Adversaries may abuse Microsoft Outlook rules to obtain persistence on a compromised system. Outlook rules allow a user to define automated behavior to manage email messages. A benign rule might, for example, automatically move an email to a particular folder in Outlook if it contains specific words from a specific sender. Malicious Outlook rules can be created that can trigger code execution when an adversary sends a specifically crafted email to that user.[1]
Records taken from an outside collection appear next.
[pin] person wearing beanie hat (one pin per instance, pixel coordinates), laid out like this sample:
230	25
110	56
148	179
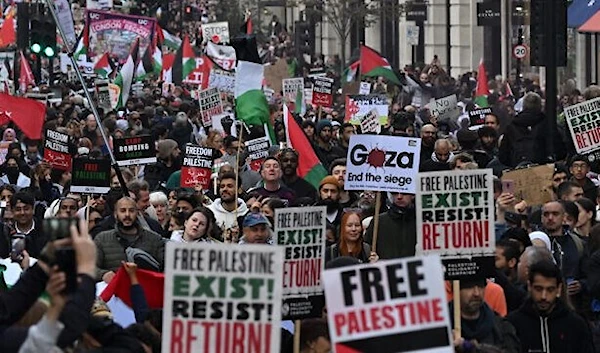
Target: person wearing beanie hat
323	145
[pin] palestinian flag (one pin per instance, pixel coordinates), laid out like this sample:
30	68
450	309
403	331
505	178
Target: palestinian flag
374	65
251	106
482	90
103	68
309	165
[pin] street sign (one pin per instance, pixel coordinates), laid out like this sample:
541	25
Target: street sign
519	51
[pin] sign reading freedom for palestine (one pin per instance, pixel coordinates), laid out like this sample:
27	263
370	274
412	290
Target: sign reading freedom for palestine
222	298
389	306
135	150
91	176
455	219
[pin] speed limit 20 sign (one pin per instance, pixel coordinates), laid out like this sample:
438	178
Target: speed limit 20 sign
519	51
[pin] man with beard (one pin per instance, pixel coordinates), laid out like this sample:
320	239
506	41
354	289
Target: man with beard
479	322
329	196
545	323
326	152
168	161
289	164
397	228
127	233
227	215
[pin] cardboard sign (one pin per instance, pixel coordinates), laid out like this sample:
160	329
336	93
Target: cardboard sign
210	105
533	184
477	116
383	163
91	176
196	167
135	150
370	123
357	106
323	92
398	304
291	87
455	218
444	108
258	150
301	232
222	298
56	150
216	32
584	123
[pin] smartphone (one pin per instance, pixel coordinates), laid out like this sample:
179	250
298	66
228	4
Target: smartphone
59	228
508	186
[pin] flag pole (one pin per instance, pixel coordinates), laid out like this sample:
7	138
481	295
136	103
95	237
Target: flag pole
88	96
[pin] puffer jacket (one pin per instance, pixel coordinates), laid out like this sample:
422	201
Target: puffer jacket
111	246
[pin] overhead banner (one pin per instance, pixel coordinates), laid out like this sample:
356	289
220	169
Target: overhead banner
323	92
258	150
383	163
90	176
455	219
116	33
584	123
136	150
222	298
197	166
389	306
357	106
210	105
300	231
56	150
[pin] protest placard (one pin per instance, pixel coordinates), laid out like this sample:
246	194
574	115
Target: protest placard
323	92
455	218
90	176
358	106
222	298
370	123
258	150
210	105
196	167
56	150
477	116
584	124
135	150
300	231
390	306
444	108
382	163
291	87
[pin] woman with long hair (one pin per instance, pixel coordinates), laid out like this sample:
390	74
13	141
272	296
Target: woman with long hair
351	241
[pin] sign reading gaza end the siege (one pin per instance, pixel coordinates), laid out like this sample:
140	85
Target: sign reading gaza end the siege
222	298
135	150
300	231
389	306
455	219
56	150
584	123
382	163
197	166
90	176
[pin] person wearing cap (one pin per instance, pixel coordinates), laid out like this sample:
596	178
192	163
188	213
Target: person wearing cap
323	146
256	229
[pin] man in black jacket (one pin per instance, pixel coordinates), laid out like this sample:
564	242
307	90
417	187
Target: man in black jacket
544	323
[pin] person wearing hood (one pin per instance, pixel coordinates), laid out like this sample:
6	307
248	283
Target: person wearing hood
228	212
397	228
545	323
527	136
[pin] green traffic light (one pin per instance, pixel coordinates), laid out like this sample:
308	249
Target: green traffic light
36	48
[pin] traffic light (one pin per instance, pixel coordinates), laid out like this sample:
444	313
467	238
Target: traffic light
42	38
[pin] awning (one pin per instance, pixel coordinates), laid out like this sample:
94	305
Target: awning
580	11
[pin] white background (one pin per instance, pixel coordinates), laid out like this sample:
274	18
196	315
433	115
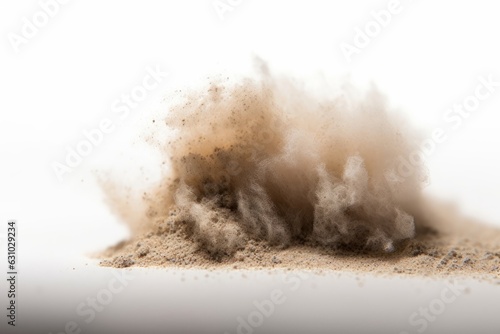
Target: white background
65	79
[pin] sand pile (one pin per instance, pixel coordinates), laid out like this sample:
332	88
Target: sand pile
264	173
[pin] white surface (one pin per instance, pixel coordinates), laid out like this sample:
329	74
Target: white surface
66	78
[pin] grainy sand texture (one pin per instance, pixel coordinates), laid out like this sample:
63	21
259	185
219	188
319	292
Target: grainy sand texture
263	172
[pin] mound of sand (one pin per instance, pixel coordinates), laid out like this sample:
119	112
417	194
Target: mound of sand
263	173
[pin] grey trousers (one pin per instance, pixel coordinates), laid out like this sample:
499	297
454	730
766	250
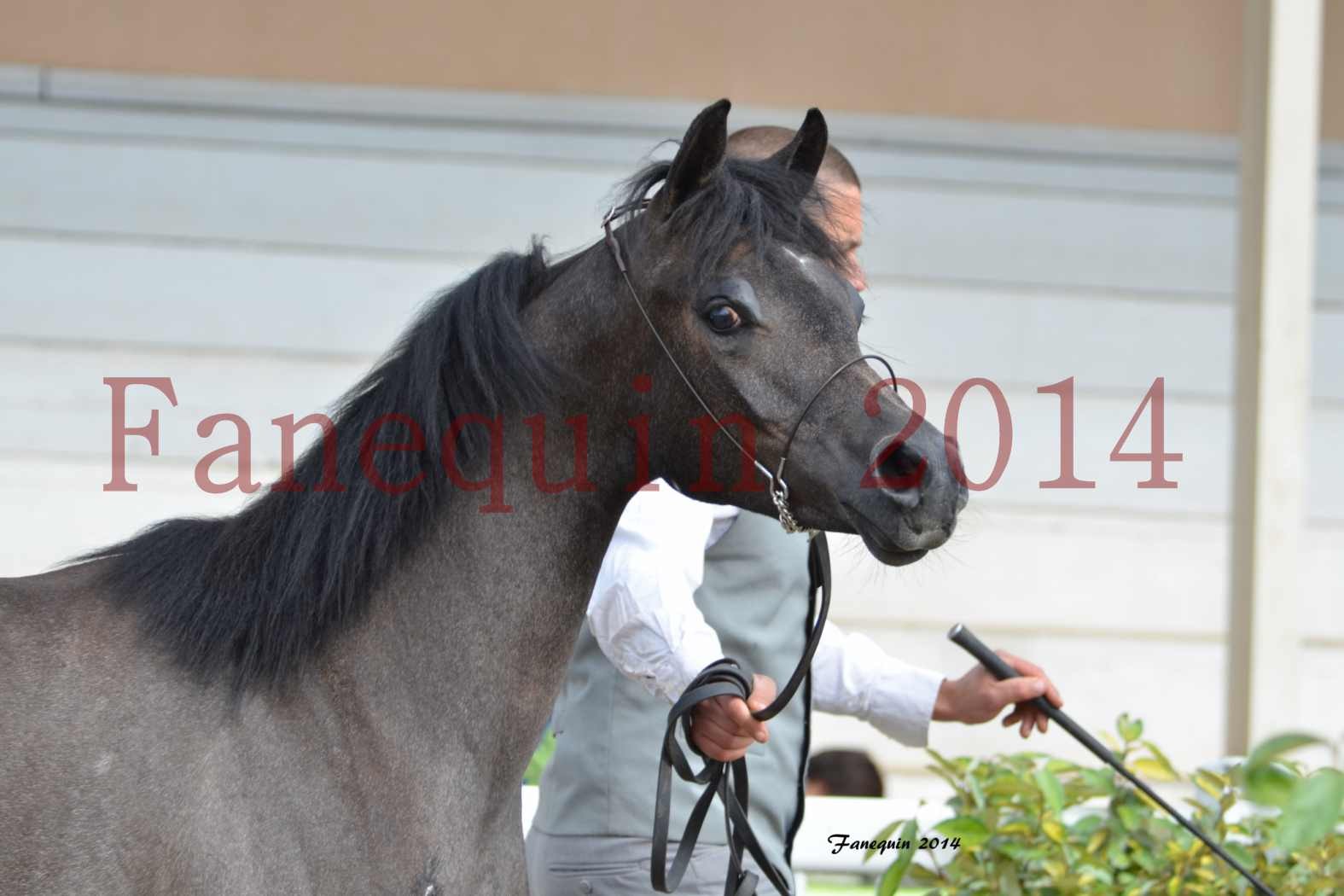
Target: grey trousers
620	867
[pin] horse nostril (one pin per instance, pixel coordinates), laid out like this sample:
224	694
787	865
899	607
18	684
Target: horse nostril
902	468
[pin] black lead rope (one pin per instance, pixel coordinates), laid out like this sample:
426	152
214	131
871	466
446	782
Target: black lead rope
724	678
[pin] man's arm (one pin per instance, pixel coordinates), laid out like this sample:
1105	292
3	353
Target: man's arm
643	614
853	676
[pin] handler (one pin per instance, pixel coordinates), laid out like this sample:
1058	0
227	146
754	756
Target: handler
684	583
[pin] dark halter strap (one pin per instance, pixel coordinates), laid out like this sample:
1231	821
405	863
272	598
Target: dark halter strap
726	678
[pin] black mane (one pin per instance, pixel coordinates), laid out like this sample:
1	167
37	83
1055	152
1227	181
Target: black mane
254	594
257	591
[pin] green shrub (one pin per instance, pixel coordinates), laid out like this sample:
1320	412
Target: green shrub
1033	823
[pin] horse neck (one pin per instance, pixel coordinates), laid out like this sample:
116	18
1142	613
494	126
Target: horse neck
474	631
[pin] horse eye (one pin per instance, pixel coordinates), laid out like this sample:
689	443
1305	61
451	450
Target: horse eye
724	318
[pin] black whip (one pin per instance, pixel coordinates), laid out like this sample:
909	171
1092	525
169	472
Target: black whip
963	636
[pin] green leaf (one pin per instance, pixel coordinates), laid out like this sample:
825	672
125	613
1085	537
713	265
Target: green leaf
895	874
1129	816
1312	812
1161	758
1100	779
1089	874
879	837
1050	790
1129	729
540	758
1155	770
970	829
1266	750
1271	783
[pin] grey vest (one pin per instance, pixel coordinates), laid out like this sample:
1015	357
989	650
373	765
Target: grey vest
609	729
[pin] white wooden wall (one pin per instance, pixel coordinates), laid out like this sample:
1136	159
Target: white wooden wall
261	243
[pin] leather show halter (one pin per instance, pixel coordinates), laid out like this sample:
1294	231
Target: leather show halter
726	678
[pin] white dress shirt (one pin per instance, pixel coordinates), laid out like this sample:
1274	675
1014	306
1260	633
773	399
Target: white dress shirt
644	618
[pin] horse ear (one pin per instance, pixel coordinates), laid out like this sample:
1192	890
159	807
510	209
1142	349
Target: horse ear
701	154
808	148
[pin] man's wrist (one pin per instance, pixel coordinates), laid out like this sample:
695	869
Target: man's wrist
944	706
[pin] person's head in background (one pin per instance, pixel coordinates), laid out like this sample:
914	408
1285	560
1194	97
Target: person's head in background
836	177
843	772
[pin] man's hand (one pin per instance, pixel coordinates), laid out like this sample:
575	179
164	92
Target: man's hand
722	727
977	696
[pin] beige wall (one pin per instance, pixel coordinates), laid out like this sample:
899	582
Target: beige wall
1161	65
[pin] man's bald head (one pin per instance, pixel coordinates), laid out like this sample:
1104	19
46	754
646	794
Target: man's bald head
764	142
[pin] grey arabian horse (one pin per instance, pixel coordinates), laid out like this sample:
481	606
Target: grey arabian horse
336	690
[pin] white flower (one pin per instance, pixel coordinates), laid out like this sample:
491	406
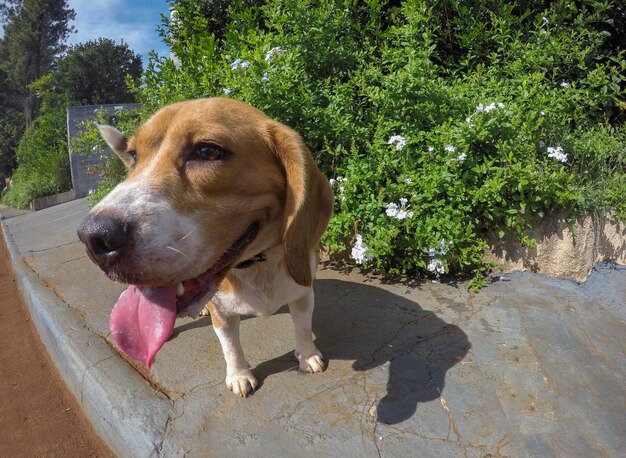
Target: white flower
437	266
399	212
442	249
392	210
239	63
398	141
359	251
490	107
444	246
272	53
557	153
403	214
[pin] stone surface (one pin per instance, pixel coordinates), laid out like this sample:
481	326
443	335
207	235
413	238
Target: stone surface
532	366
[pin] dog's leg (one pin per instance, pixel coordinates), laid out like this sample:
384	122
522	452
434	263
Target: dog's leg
309	357
239	378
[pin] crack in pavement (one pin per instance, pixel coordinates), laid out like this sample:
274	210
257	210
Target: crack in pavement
82	379
53	247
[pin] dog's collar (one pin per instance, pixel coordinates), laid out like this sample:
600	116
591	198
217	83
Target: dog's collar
260	257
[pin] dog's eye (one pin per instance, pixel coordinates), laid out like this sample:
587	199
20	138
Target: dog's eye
208	152
133	157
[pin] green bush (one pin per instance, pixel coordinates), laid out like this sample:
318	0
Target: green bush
437	122
44	166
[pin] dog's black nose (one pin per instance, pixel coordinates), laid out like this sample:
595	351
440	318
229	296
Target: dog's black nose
105	236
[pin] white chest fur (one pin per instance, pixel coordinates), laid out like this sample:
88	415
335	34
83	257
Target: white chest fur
261	289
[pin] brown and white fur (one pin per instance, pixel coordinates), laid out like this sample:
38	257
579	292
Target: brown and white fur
200	173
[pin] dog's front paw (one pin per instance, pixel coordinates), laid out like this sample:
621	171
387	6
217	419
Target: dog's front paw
311	364
242	384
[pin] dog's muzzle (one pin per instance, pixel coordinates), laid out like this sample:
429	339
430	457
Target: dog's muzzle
106	236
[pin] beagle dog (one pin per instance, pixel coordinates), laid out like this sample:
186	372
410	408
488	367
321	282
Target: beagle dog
223	209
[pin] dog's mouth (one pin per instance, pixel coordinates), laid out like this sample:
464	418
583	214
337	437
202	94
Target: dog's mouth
143	318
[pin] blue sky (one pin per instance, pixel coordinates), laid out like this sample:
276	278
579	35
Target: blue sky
134	21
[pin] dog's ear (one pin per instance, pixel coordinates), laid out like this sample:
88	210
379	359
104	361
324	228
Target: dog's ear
308	201
117	142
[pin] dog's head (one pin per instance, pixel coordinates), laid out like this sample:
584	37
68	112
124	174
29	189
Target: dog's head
203	176
210	183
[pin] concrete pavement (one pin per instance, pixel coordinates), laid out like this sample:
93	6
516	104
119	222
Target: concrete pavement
532	366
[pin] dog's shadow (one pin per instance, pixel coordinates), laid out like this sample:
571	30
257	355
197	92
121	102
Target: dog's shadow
372	326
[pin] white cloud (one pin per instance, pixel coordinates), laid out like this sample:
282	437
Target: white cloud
135	22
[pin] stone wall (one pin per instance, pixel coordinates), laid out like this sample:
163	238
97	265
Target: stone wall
82	163
50	201
561	251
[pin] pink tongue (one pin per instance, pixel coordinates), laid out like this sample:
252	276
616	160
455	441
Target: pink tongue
143	319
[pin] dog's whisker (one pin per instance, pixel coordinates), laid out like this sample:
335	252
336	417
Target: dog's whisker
190	232
178	251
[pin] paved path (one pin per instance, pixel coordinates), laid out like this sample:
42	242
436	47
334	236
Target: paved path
533	366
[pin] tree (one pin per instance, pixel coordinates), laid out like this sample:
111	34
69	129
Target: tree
34	35
94	72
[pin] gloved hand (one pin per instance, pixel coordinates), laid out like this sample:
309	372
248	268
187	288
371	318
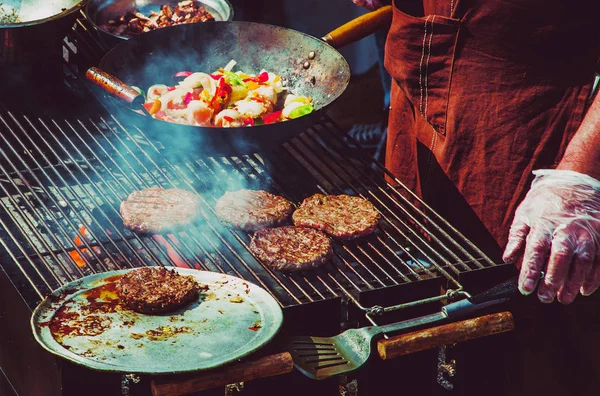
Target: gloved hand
370	5
557	228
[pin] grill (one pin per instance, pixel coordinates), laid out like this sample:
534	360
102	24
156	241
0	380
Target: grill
63	183
62	179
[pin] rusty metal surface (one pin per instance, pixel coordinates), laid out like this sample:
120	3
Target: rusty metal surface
309	66
85	322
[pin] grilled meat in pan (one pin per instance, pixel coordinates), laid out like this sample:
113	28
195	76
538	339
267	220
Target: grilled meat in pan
291	248
156	210
252	210
154	290
341	216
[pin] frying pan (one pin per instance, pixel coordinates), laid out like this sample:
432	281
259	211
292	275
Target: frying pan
99	12
310	66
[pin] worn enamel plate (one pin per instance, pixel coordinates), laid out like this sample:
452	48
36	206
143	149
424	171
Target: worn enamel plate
85	322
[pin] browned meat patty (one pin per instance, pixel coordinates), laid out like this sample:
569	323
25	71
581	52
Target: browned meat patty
252	210
341	216
154	290
291	248
158	210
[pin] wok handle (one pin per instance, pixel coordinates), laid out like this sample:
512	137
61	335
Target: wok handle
359	28
451	333
263	367
115	87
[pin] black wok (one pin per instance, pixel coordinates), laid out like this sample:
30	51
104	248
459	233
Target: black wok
310	66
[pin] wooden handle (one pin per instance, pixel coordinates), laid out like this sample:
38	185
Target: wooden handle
444	335
267	366
114	86
359	28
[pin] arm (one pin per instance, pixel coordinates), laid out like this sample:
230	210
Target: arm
557	226
583	153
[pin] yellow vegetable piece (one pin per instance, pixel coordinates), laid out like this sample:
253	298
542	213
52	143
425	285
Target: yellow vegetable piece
252	85
155	107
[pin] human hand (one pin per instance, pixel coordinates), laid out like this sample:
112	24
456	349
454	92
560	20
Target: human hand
557	229
370	5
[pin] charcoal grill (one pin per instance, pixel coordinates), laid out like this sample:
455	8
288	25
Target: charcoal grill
62	180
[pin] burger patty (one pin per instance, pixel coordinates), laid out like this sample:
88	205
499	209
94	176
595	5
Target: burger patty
341	216
155	290
158	210
291	248
252	210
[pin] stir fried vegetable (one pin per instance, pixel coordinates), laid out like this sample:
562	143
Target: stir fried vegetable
225	98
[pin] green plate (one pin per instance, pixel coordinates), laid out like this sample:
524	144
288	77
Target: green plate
85	322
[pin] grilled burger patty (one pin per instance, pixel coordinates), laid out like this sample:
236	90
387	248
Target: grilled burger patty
341	216
291	248
158	210
154	290
252	210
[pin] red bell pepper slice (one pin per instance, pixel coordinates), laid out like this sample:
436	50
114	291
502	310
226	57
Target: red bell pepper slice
248	121
262	77
183	74
271	117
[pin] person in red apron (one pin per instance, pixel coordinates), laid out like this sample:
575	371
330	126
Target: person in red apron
492	124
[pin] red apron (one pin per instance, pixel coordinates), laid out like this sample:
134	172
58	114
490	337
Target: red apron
484	92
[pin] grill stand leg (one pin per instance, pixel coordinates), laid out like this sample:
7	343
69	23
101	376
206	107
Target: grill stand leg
230	389
348	388
445	369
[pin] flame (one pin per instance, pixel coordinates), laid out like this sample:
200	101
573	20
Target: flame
74	253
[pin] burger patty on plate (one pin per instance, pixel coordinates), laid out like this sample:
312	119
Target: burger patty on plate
341	216
291	248
252	210
153	290
158	210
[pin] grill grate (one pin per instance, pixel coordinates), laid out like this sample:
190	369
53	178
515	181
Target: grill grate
61	184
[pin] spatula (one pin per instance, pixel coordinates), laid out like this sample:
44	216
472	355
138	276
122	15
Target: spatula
323	357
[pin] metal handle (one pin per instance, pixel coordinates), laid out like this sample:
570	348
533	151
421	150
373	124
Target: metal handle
359	28
502	290
115	87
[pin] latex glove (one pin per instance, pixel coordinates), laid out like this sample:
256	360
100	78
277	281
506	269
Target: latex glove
557	228
370	5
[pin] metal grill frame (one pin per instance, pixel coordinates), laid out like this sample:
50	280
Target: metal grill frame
72	161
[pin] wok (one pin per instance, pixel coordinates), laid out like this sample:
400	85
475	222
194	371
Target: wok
311	67
99	12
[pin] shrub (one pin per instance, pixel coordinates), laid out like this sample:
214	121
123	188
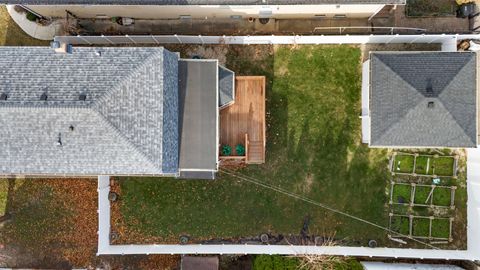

Once malicious rules have been added to the user’s mailbox, they will be loaded when Outlook is started. Malicious rules will execute when an adversary sends a specifically crafted email to the user.[1]

ID: T1137.005
Sub-technique of:  T1137
Tactic: Persistence
Platforms: Office 365, Windows
Permissions Required: Administrator, User
Data Sources: Application Log: Application Log Content, Command: Command Execution, Process: Process Creation
Version: 1.0
Created: 07 November 2019
Last Modified: 26 March 2020

Procedure Examples

ID Name Description
S0358 Ruler

Ruler can be used to automate the abuse of Outlook Rules to establish persistence.[2]

Mitigations

ID Mitigation Description
M1051 Update Software

For the Outlook methods, blocking macros may be ineffective as the Visual Basic engine used for these features is separate from the macro scripting engine.[3] Microsoft has released patches to try to address each issue. Ensure KB3191938 which blocks Outlook Visual Basic and displays a malicious code warning, KB4011091 which disables custom forms by default, and KB4011162 which removes the legacy Home Page feature, are applied to systems.[4]

Detection

Microsoft has released a PowerShell script to safely gather mail forwarding rules and custom forms in your mail environment as well as steps to interpret the output.[5] SensePost, whose tool Ruler can be used to carry out malicious rules, forms, and Home Page attacks, has released a tool to detect Ruler usage.[6]

Collect process execution information including process IDs (PID) and parent process IDs (PPID) and look for abnormal chains of activity resulting from Office processes. Non-standard process execution trees may also indicate suspicious or malicious behavior.